Fed's Reaction to Tariffs Pivotal
News travels fast and markets react just as quickly because access to the financial futures markets is virtually uninterrupted from Sunday night to Friday afternoon. In our Monday morning meeting we review event risk for the coming week. We examine scenarios depending on data that are bullish, bearish or neutral. There is an emphasis on economic reports that typically affect interest rate policy. Interest rates are the engine for the economy. The Fed raises interest rates to tame an overheated or inflated economy. And they lower rates to encourage spending and lending.
For years the monthly employment report was the main market mover. Recently, price components in many of the regular monthly reports are in vogue. Prices for goods and services are scrutinized more than job data lately. Producer and consumer prices are watched closely by the Fed. Unexpected acceleration in wage inflation would likely be bearish for both stocks and bonds. It has been this way since the February employment report showed hourly wages accelerating at a faster than anticipated pace. The equity indexes staged a steep decline on that information.
If you trade financial futures or correlating ETFs (bonds, stocks, precious metals and currencies), it is wise to be current with impact data. Ranking statistics in order of importance goes as such: prices (inflation), employment, sales and sentiment. But there is something new to consider in fundamental analysis.

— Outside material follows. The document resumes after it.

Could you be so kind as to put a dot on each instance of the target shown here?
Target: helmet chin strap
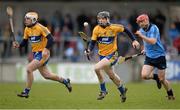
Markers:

The Federal Open Market Committee (FOMC) meets next week to decide interest rate policy. It is widely expected to raise the Fed funds rate 25 basis points (0.25%). Another rate hike is expected after the December meeting as well. This information has already been priced in the markets. If the Fed alters the path it has set, this should have a dramatic effect on the financial markets. What would change its mind?
Tariffs here and abroad are being applied, and it is unclear if they will help or hurt the American consumer. Next Wednesday, many traders will be paying special attention to rhetoric in the Fed’s statement. If the FOMC shows concern that taxes may be a drag on the economy, the Fed may slow or even stop raising rates. This would likely cause an increase in volatility, a rise in interest rate futures and a decline in stocks. If the Fed says nothing about the impact of tariffs, the current trends should extend.
Wednesday afternoon could teach us a lot about what concerns the Fed. The knee-jerk reaction after the statement could set the tone for weeks to follow.